Originally Posted by TekiusFanatikus (Post 1006698)
All these positive reviews makes me happier to know that when I have even more knowledge and skills, that I'll be taking even better pictures with this lens.

Congratulations on your purchase. The lens does, indeed, get very good reviews. Let me suggest though that every lens has a limit. Especially when you're photographing small birds - you can't do it from as far away as you think you can and get sharp results. It's not a matter of lens - it's a matter of technique. You need to be a LOT closer to your subject. For the small birds, think 15 feet or less total distance. That's what makes shooting small birds so difficult - even with long focal lengths you still need to be VERY close to make the shots work. Try to fill at least 1/3 of the frame with the bird. This will give the camera a better opportunity for accurate focus AND will retain fine detail - which is important for small birds.

Enjoy your new purchase!

Zeshane Oct 7, 2009 10:13 AM

5 Attachment(s)
Thanks Zig. Your valuable feedback is always welcome. I read alot about the lens before purchasing it and went through quite a few articles again after I bought it. You are absolutely spot on with the lens sharpness at f7.1 and f8. Focusing in dark conditions is a problem and with depth of field so thin at 300mm, manual focus becomes a real challenge. A lot of practice is required I guess. I did take a few pictures in the night and they came out good. Changing the white balance also helps specially in the night.

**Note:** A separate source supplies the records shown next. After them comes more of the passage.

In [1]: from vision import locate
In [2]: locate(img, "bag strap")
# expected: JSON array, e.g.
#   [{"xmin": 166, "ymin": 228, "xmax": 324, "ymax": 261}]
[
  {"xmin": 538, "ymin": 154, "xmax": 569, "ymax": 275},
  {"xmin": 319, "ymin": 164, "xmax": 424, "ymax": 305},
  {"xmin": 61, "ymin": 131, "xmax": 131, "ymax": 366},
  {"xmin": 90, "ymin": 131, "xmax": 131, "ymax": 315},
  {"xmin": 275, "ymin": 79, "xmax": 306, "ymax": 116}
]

I am already in love with the lens, it opens up a lot of new stuff to shoot. Took some random pictures yesterday. All of these are straight out of the camera with no post processing. Just changed the resolution to 1024 x 768.

This is close up of John Lennon'e eyes from his poster hanging on the wall. Taken at 300mm, ISO 200, f5.6, 1/15, fill flash. Approx distance 3 meters.

Attachment 142802

This is a snap from Street Fighter IV. I have a Samsumg 32inch LCD and the smoothness in the image could most possibly be because of the LCD. Taken at 83mm, f5.6, ISO 200, 1/15, no flash. Approx distance 1.5 meters.
Attachment 142803

This is an interesting one. Its a snap of my keyboard. The keyboard is black in color and there is some dust sitting on it. The surface is rough and hence noise like pattern. You can see the depthof field is very thin. The small num lock light was the focus point. Taken at 300mm, f5.6, 1/10, ISO 200, fill flash, manual focus. Approx distance is less than a meter.
Attachment 142804

Approximate distance was 4 meters. The box was on top of the cupboard and hence a upward angle. Text is not as tack sharp as it should be and maybe thats because of f5.6. Taken at 300mm, f5.6, 1/15, ISO 200, fill flash.
Attachment 142805

This is the back of the flood light. Taken at 277mm, f5.6, 1/100, ISO 400, no flash.
Attachment 142807

Zeshane Oct 7, 2009 10:20 AM

Thanks John. I sure am enjoying the lens.

zig-123 Oct 7, 2009 2:48 PM

Hi Zeshane,

You're welcome.
Nothing like a new lens to spur some excitement and it's clear from the photos, that you're having fun. That's the important thing.